Ferda belki de her insan gibi, yaşadığı asrın bir fırtınalar asrı olacağına, olması gerektiğine yürekten inanıyordu. Ömrü ölülerini gömmekle geçen bu bedbaht insanlara baktı, yüreği onu heyecanlandıran bir kederle bir kez daha çarptı. Şehir daha ne kadar azapla, kaç şeytanla sınanacaktı?
Tiyatroyu bir saplantı haline getiren Rüçhan, öğrencisi olduğu Tıbbiye’nin yüksek tavanlarından birine asılmış olarak bulunur. Serkomiser Reşat bu alelade intihar vakasıyla oyalanmak için bir sebep göremez. Fakat yüksekçe bir tabureye çıkıp tavanı izlemeye koyulan Ferda bunun alelade bir vaka olduğundan o kadar da emin değildir.
2021 Kristal Kelepçe adaylarındandır.
Roman değil de novella gibi düşünmek de mümkün. Görüşlerim şöyle:
1) Polisiye vaka bana derinlikli ve sürprizli gelmedi. Ama belki Suat Duman'ın 'hard-core' kurgu yapmak gibi bir meselesi de olmayabilir. Bu konudaki beğeni, biraz okurun ne aradığına da bağlı.
2) Kitabın 1918'de geçmesinden çok hoşlandım. Fakat olayların akışını 1918 yılıyla bağdaştırmakta zorlandığım bazı durumlar oldu.

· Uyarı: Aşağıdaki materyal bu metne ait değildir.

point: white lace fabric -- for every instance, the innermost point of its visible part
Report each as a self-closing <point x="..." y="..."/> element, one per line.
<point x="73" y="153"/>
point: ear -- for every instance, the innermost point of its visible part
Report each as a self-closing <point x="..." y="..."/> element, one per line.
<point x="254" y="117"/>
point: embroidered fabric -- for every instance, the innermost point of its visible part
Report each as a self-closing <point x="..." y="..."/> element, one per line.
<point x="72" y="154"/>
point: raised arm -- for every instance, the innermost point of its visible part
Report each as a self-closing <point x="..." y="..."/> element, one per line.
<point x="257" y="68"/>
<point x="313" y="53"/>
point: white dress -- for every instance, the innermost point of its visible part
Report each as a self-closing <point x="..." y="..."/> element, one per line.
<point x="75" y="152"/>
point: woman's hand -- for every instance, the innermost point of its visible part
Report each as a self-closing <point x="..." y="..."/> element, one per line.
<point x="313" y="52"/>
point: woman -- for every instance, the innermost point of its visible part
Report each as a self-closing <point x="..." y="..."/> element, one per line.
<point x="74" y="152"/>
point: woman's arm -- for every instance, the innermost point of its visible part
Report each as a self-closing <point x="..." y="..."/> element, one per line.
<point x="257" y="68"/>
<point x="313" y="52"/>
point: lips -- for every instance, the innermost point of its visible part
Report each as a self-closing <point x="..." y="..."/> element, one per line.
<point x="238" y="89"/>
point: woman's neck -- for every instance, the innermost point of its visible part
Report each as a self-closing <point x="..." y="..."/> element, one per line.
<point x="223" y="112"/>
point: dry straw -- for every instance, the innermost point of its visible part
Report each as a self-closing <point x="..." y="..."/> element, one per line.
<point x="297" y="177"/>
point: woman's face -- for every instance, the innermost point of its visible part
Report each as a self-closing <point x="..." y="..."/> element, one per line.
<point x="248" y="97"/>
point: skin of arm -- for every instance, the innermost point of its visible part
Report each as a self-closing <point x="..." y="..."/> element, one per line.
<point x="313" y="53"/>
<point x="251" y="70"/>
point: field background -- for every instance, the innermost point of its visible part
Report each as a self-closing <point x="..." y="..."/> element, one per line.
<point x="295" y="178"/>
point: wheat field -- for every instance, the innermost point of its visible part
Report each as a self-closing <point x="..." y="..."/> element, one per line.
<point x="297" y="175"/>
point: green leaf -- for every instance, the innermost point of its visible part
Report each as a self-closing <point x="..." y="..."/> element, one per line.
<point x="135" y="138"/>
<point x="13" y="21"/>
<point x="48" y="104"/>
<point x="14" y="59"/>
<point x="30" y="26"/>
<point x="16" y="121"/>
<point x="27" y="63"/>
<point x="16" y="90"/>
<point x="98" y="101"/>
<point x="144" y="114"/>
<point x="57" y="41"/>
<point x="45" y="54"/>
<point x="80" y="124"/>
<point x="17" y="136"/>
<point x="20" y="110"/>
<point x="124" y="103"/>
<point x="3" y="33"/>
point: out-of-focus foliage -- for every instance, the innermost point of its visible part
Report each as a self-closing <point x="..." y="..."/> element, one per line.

Misal 1918 yılında kadınların ulaştığı yüksek liberallik seviyesini yadırgadım. 2018 yılında (tam bir asır sonra) açık su yüzme yarışı için iki kadın, tıptı Ferda ile Miette gibi adalara seyahat ettik. Ferda ile Miette'nin ulaştığı rahatlık ve özgürlük seviyesine (yüz yıl sonra) ulaşamadığımızı söyleyeyim. Ferda sırılsıklam bir halde, yanında yabancı bir kadınla bir adada bir meyhanede geceliyor. Nasıl?

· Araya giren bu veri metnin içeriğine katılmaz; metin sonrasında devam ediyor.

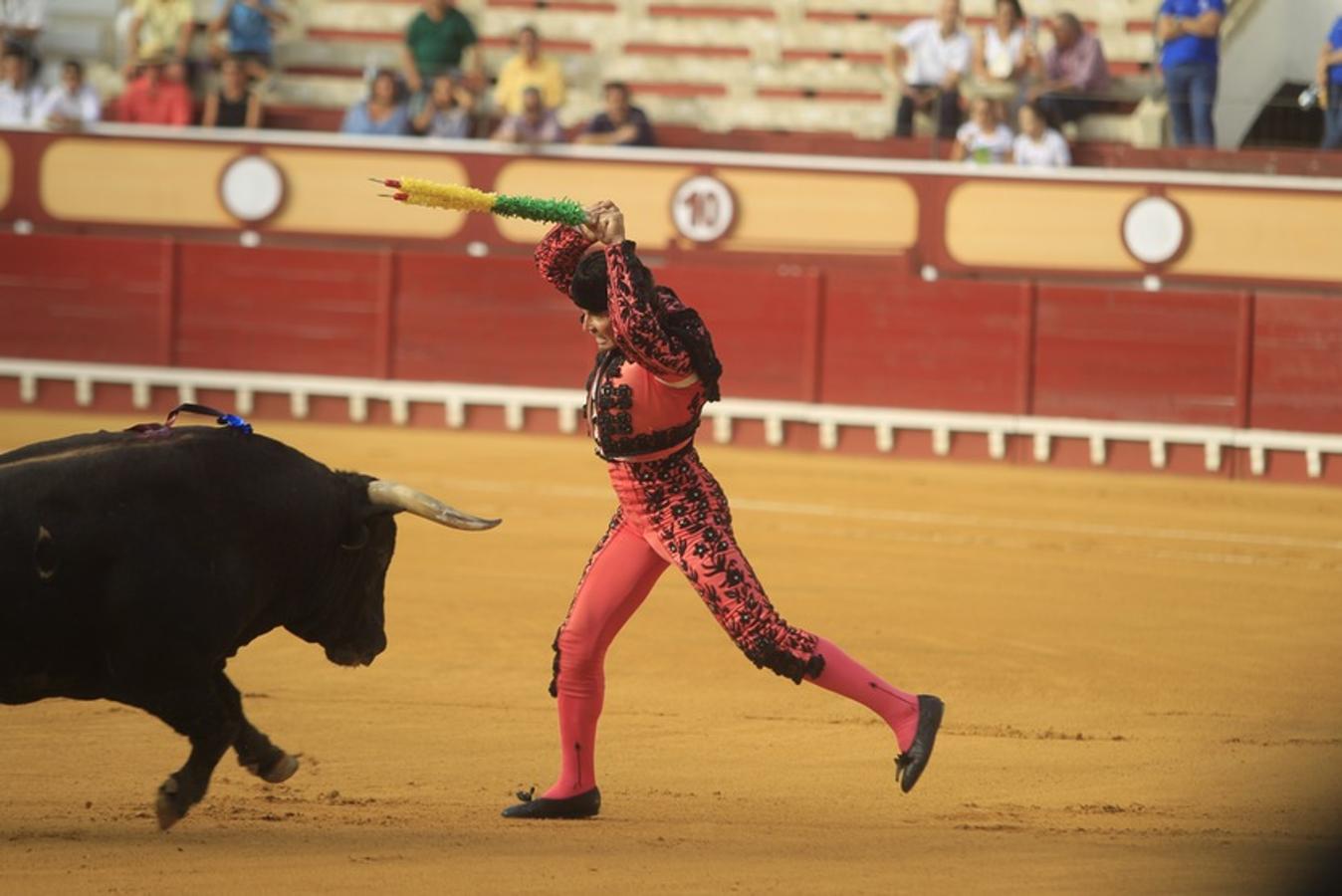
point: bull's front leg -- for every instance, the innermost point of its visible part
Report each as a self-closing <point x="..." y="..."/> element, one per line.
<point x="209" y="719"/>
<point x="255" y="753"/>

3) Ferda'nın hiçbir yetkiye sahip olmaksızın canının istediği herkesi sorguya çekmesini ve sorguya çekilenlerin "sen kimsin" demeyerek sürekli itaat halinde bulunmasını da yadırgadım.
4) Miette'nin Ferda'nın yanında olmadığı zamanlarda üçüncü tekil şahıs anlatıcıya dönüşerek, adeta gözüyle görmüşçesine Ferda'nın maceralarını bize anlatmaya devam etmesini de yadırgadım.
5) Kitabın milli mücadele mesajı taşıması en çok hoşlandığım kısım oldu.
Ve fakat, her türlü hoş bir atmosferde hoş bir hikaye.